Here’s Why I’d Avoid MTR Shares

In Hong Kong, the sole subway train operator MTR Corporation Limited (SEHK: 66) runs a world-class transport system. The firm is also a constituent stock of Hong Kong’s Hang Seng Index.

Traditionally, MTR has been perceived by investors as an infrastructure and rail stock. However, historically, it has actually made most of its profits from property development and rental revenues.

Herein lies a major problem I have with it. If investors are looking to buy shares of MTR based on its reliability and profitability as a rail operator, then it’s a misleading investment thesis.

I believe it’s actually more plausible to say it’s a real estate company.

As my Foolish colleague Lorretta wrote, its “rail + property development” model has been highly successful. However, I disagree that this means MTR will be resilient over the longer term.

Here’s why I think long-term investors should be avoiding MTR shares.

Too dependent on property

Clearly, for many companies, Hong Kong property has been a lucrative business to have been a part of over the past decade. MTR is no exception.

However, now that the tide has turned and Covid-19 and ongoing political protests have hammered sentiment, is the long-term outlook so rosy? I don’t believe so and it’s here where MTR has a big weakness.

For 2019, the company’s net profit fell 25.5% year-on-year to HK$11.93 billion. Nearly half of this reduced profit number came from property development.

Fall in visible earnings

Property development is notorious for delivering “lumpy” revenues and profits so any given year of profit doesn’t represent sustainable and long-term growth (at least for property firms in Hong Kong).

What I found more interesting for MTR was that in 2019 its recurrent profit fell an astounding 44.8% year-on-year to HK$4.98 billion.

These recurring profits are a better measure of a company’s sustainability. The visibility of earnings, such as recurring revenues and profits, in a time of uncertainty (such as now) is crucial. It’s clear that MTR doesn’t have this.

Political risk

What’s more, whether investors like it or not, MTR has now become a political hot potato. Given it was a target of protestors’ anger last year, even if Covid-19 subsides, there’s no guarantee that political unrest won’t disrupt its network again.

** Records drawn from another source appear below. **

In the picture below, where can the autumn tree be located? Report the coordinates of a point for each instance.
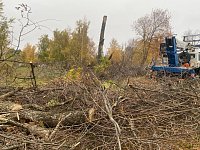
(4, 34)
(73, 47)
(81, 46)
(115, 51)
(29, 53)
(151, 27)
(43, 48)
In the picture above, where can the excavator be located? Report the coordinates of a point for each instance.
(176, 61)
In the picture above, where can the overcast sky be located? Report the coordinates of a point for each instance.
(121, 15)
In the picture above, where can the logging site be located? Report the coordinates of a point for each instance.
(125, 77)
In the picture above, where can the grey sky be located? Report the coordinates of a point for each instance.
(121, 15)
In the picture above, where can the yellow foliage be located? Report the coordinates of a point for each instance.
(29, 53)
(74, 73)
(116, 51)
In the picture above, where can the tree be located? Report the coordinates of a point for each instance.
(115, 51)
(4, 34)
(43, 48)
(81, 46)
(59, 45)
(29, 53)
(150, 27)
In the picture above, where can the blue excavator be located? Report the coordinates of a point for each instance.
(175, 61)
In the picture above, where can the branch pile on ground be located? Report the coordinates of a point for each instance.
(91, 114)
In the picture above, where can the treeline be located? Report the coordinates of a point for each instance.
(75, 47)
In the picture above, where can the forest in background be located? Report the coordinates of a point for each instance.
(59, 95)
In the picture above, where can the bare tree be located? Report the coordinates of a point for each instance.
(150, 27)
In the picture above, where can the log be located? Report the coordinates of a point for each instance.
(50, 119)
(7, 106)
(2, 97)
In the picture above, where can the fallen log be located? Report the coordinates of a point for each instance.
(50, 119)
(7, 106)
(2, 97)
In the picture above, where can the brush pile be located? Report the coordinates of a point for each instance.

In fact, in its 2019 results, MTR management stated that the impact of the protests on the company amounted to HK$2.3 billion.

These losses arose from reduced passenger numbers and rent cuts as well as the HK$600 million that was required on repairing damaged stations.

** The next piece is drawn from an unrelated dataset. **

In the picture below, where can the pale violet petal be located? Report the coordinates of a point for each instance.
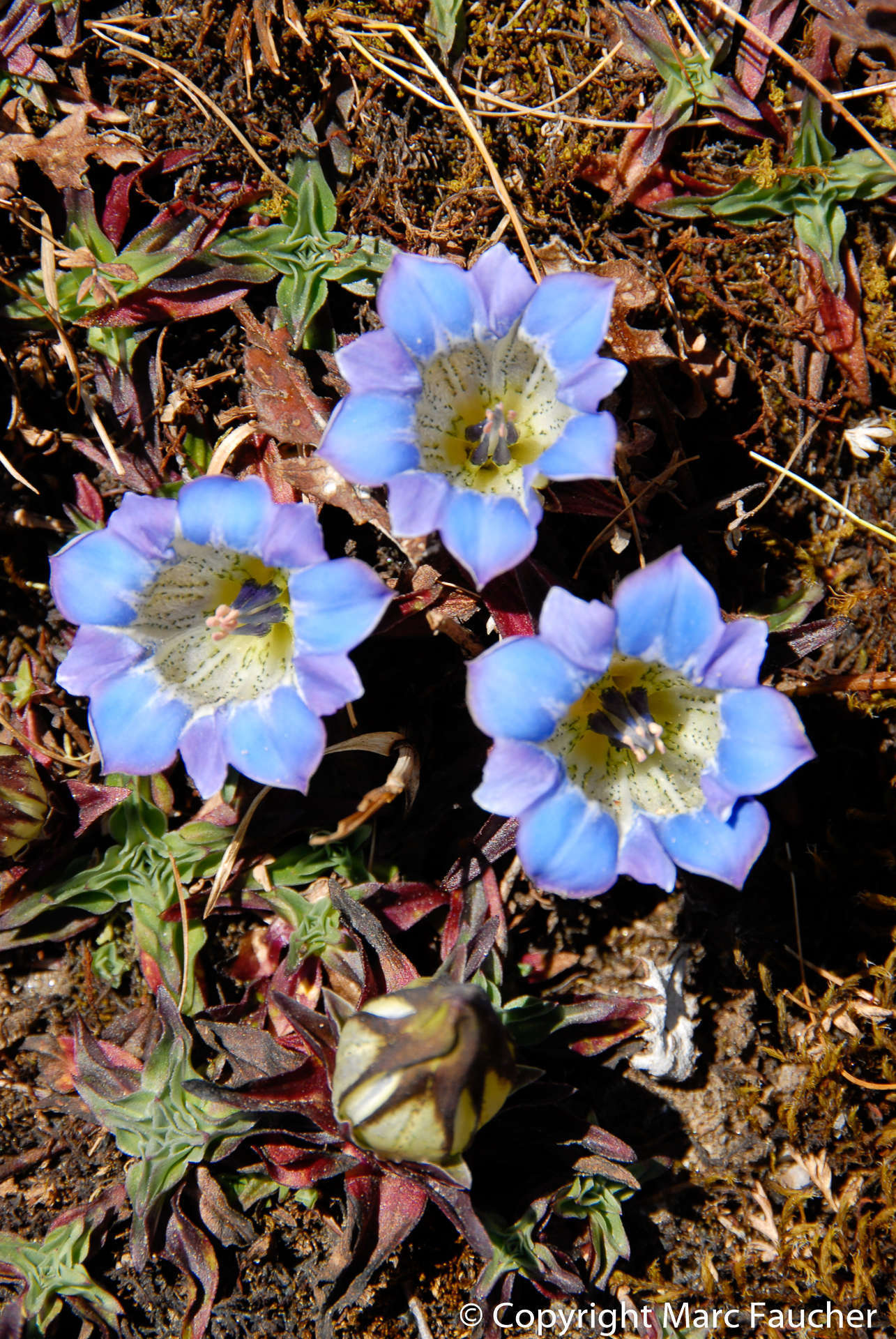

Longer term, I think this structural hindrance will weigh on MTR. Given the government is the majority shareholder of the firm, and considering how widely disliked the local government is, it will always be susceptible to being targeted politically.

Avoid for the long term

A lot of the factors I’ve mentioned above cannot, unfortunately, be easily mitigated or controlled by MTR management.

Rental rates and property in the city will no doubt take a hit in 2020 from Covid-19 and the volatile political impasse. Furthermore, there’s no guarantee that the city’s property market will see a V-shaped recovery.

For all these reasons, I strongly believe investors should be aware of the risks attached to MTR before deciding to put their money into its shares.